In part, that may be attributed to population growth, but also that Bend’s median household income is about 10% higher than Oregon’s average—the number for Deschutes County as a whole is almost the same. But the area was intriguing even in 2008, when Portlanders Sadie and Chris Lincoln founded barre3, a workout system inspired by ballet-barre exercises. They presciently saw Bend’s potential and opened one of barre3’s first franchises in Bend in 2009. Today, barre3 has national locations with 200 studios across 41 states, Canada and the Philippines.
The active, outdoor-oriented culture of the region lays a heavy finger on the scale. Rachel Day moved to Bend from Salt Lake City in 2022 and opened Form Pilates in the Discovery West neighborhood in 2025. Her studio specializes in cross-training, injury prevention, performance improvement and building endurance, especially for people who do repetitive motion sports like running and cycling.

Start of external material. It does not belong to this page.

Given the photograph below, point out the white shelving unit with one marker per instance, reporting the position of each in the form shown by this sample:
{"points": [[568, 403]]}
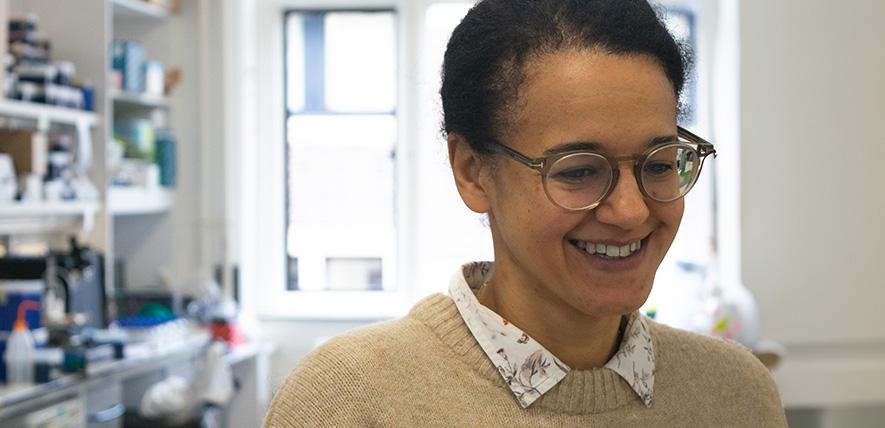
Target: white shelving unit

Day recognized the crossover from what much of the population enjoys: hiking, biking, paddling, skiing and running, among other sports. “People want to go outside to work out, but it’s really cool to see people coming into class because they value the three-dimensional fitness you get from pilates, which improves both their performance outside and their overall health.”
Studios for Strength and Community
“Studios can be people’s ‘third places,’ like church, where they get to hang out with like-minded people and feel like they are part of something,” said Metcalf. This sense of community is a way to create bonds between people as a different type of “core” strength. Then there’s the health benefit: “[The interest in] yoga is growing because it works,” said Namaspa’s Newcome. “It’s not a fad. It’s entering the zeitgeist that yoga helps with joints, inflammation and imbalances in the body. Practicing yoga extends longevity in the outdoor sports that people love. People are understanding that.”
Amber Hayes has owned Groove Yoga in Northwest Bend since 2013, and agrees. “There’s plenty of room for all of us,” Hayes said.
“There’s not one kind of class for everybody. It’s awesome that studios are each offering their own spin. The commonality is we all want to make a difference.”